Coup de théâtre au Sénat : la loi Boshab votée en dix minutes !

Mercredi 12 août 2015 - 11:50

Alors que la décision de sa convocation signée par son président, Léon Kengo wa Dondo, fixait sa durée pour trente jours, soit du 11 août au 9 septembre 2015, la deuxième session extraordinaire du Sénat n’a vécu que l’espace d’une dizaine de minutes. Tout s’est passé tellement vite que le public venu assister à une séance plénière que d’aucuns qualifiaient de tous les dangers est resté sur sa soif.

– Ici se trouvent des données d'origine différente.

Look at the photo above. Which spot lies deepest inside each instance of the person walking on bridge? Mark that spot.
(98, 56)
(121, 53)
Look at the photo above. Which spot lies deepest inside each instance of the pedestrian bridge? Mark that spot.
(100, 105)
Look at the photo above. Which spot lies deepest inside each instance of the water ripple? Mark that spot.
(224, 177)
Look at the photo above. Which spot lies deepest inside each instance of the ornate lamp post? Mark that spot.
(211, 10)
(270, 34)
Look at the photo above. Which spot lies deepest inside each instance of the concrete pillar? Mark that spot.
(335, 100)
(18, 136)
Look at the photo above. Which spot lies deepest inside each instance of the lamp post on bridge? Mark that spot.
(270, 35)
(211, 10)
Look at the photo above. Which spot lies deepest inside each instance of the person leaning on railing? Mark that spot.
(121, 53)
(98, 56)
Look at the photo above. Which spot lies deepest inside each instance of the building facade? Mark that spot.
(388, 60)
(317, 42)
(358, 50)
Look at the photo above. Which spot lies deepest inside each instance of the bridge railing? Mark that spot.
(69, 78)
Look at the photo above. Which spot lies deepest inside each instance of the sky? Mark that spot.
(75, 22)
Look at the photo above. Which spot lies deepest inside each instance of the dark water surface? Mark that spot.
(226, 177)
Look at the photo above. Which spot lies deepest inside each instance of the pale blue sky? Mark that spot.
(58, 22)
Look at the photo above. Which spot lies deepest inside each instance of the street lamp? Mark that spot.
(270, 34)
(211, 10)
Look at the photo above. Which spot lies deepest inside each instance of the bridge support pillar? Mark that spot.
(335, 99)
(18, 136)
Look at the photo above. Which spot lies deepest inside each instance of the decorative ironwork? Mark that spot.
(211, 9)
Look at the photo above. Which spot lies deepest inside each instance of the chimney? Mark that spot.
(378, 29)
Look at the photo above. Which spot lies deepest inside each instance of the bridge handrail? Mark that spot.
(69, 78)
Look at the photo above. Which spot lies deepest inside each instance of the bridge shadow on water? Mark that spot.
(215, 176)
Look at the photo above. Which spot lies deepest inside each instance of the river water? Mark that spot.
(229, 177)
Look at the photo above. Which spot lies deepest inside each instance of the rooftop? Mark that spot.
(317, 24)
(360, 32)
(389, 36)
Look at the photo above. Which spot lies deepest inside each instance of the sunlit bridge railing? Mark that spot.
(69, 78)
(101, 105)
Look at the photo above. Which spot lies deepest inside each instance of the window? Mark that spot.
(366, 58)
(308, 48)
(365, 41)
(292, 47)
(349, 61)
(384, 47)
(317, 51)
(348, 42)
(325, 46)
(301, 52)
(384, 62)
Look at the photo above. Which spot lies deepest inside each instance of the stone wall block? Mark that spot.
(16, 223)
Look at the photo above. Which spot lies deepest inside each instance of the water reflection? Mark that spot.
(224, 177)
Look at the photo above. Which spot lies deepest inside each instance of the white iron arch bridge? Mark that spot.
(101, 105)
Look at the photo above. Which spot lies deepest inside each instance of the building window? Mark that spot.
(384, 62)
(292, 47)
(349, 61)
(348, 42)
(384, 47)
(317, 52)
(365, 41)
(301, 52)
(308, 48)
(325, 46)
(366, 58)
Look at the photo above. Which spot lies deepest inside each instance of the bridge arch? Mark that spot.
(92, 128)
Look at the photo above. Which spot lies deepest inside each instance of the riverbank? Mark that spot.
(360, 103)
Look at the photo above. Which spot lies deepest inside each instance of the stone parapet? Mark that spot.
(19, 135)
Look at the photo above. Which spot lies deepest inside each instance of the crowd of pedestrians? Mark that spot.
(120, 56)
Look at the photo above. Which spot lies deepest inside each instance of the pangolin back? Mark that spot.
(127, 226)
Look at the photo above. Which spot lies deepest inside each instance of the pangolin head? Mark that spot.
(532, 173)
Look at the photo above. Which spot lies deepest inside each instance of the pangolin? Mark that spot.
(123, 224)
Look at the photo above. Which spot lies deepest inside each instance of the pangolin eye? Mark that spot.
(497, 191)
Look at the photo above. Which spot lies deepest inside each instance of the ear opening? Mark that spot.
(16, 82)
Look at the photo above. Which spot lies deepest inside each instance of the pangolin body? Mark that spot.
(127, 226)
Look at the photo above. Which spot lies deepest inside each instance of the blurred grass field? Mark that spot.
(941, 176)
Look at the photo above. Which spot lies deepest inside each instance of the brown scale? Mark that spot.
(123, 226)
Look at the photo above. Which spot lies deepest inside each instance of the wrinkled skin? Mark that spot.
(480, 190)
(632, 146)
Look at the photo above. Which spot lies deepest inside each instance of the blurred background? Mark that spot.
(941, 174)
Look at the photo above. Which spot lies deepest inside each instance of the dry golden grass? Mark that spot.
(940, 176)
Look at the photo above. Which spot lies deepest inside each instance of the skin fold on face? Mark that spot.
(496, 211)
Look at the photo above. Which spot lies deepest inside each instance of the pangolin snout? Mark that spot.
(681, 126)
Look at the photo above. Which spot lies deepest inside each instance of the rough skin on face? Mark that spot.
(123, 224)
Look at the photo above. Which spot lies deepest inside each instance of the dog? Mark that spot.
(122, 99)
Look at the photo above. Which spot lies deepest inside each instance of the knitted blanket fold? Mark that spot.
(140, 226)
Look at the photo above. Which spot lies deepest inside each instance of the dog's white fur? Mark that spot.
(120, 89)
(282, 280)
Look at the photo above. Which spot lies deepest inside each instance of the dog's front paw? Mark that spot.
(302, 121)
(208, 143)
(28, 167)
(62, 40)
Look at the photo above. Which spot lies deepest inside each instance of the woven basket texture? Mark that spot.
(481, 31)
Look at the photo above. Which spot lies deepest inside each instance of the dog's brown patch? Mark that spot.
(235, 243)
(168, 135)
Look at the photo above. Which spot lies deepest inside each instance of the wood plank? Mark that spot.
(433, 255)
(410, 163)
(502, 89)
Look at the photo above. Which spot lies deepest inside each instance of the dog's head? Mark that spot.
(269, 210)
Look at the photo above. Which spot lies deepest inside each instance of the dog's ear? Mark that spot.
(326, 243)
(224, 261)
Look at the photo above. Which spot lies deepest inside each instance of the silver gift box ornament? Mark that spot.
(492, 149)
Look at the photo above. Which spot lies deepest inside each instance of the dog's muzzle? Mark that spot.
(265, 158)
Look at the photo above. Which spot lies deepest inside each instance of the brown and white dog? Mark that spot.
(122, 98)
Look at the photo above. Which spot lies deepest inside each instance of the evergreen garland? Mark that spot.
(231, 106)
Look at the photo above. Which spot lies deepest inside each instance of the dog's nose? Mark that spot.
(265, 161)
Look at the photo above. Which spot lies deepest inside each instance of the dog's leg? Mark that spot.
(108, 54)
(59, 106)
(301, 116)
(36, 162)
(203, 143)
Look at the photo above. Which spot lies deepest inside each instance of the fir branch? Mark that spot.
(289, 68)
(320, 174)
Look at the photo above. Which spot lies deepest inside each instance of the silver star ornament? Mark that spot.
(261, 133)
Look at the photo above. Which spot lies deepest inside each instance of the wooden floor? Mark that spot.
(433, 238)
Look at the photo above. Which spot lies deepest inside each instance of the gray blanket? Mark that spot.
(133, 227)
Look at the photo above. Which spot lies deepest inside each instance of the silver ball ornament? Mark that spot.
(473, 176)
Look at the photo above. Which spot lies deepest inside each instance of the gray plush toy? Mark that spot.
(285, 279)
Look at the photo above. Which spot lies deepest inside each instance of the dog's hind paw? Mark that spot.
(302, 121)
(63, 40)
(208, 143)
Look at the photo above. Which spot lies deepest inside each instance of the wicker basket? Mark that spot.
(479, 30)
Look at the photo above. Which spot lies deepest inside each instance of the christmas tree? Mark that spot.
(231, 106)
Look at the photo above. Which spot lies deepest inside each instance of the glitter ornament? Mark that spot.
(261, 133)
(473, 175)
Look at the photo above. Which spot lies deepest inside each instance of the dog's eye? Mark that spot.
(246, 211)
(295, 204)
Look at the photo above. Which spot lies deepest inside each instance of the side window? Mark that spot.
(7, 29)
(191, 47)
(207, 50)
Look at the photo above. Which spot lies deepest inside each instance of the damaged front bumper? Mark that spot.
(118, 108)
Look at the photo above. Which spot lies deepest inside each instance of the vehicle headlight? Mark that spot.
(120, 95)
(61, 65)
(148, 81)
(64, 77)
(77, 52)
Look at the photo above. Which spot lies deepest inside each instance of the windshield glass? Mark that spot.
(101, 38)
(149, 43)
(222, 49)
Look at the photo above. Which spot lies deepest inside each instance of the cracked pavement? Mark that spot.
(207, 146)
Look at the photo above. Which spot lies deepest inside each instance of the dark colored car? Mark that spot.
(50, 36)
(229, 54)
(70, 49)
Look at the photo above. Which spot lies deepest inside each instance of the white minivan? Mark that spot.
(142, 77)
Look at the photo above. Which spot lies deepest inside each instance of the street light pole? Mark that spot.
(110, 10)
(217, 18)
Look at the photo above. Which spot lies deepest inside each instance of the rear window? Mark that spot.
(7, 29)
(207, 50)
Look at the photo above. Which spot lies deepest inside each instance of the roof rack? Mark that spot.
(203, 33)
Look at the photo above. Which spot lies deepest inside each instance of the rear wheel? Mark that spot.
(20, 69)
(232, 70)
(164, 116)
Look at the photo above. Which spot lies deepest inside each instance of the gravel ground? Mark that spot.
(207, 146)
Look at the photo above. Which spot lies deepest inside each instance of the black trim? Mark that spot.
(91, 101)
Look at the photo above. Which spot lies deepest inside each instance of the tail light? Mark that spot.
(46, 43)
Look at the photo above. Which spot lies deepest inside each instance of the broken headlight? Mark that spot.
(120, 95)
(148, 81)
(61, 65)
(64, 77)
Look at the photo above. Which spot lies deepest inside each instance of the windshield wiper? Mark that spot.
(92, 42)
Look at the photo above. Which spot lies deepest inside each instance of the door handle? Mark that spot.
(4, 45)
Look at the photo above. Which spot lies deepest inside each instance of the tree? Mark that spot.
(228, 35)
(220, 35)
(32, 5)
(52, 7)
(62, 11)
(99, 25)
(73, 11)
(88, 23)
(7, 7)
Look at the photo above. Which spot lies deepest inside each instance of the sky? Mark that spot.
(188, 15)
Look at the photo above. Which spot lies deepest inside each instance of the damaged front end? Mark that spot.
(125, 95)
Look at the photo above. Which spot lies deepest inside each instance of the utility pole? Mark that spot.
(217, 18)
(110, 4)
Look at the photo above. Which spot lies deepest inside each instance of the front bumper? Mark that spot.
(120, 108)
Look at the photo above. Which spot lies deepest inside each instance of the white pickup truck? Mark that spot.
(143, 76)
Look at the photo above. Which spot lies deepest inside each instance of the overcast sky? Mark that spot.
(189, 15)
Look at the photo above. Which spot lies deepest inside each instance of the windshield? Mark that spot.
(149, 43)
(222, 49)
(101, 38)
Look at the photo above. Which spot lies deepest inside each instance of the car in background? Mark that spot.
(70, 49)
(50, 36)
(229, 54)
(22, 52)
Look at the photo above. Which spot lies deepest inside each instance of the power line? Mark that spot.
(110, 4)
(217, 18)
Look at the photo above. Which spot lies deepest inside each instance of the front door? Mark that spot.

Au finish, le projet de loi portant répartition des sièges par circonscription électorale pour les élections municipales et locales a bénéficié d’un vote à la soviétique, soit 100 % des suffrages des participants. Sur les 77 sénateurs ayant pris part au vote, tous ont dit « oui » à la loi. On n’a enregistré aucun vote négatif et aucune abstention.

C’était quand même curieux de voir ceux qui s’étaient illustrés par l’école buissonnière lors de la séance de clôture de la première session extraordinaire, le vendredi 31 juillet 2015, après avoir dénoncé de nombreuses incohérences, des quotas des sièges qui ne correspondaient aux réalités démographiques des entités politico-administratives, voter positivement un texte qu’ils avaient vivement critiqué lors du débat général.

Le vote expéditif intervenu hier au Sénat a également surpris ceux qui croyaient que cette loi, qui fut d’abord rejetée à la chambre basse pour incohérences, avant d’être acceptée par les députés qui l’avaient retournée à son auteur pour enrichissement et correction, allait subir un toilettage minutieux et profond en vue de rétablir l’équité dans la répartition des sièges et restituer les vérités démographiques des circonscriptions électorales à travers le pays.

C’est la raison principale, comme l’a rappelé Léon Kengo, du rejet dans un premier temps de la loi par l’Assemblée nationale, en la renvoyant au gouvernement pour la révision de sa copie.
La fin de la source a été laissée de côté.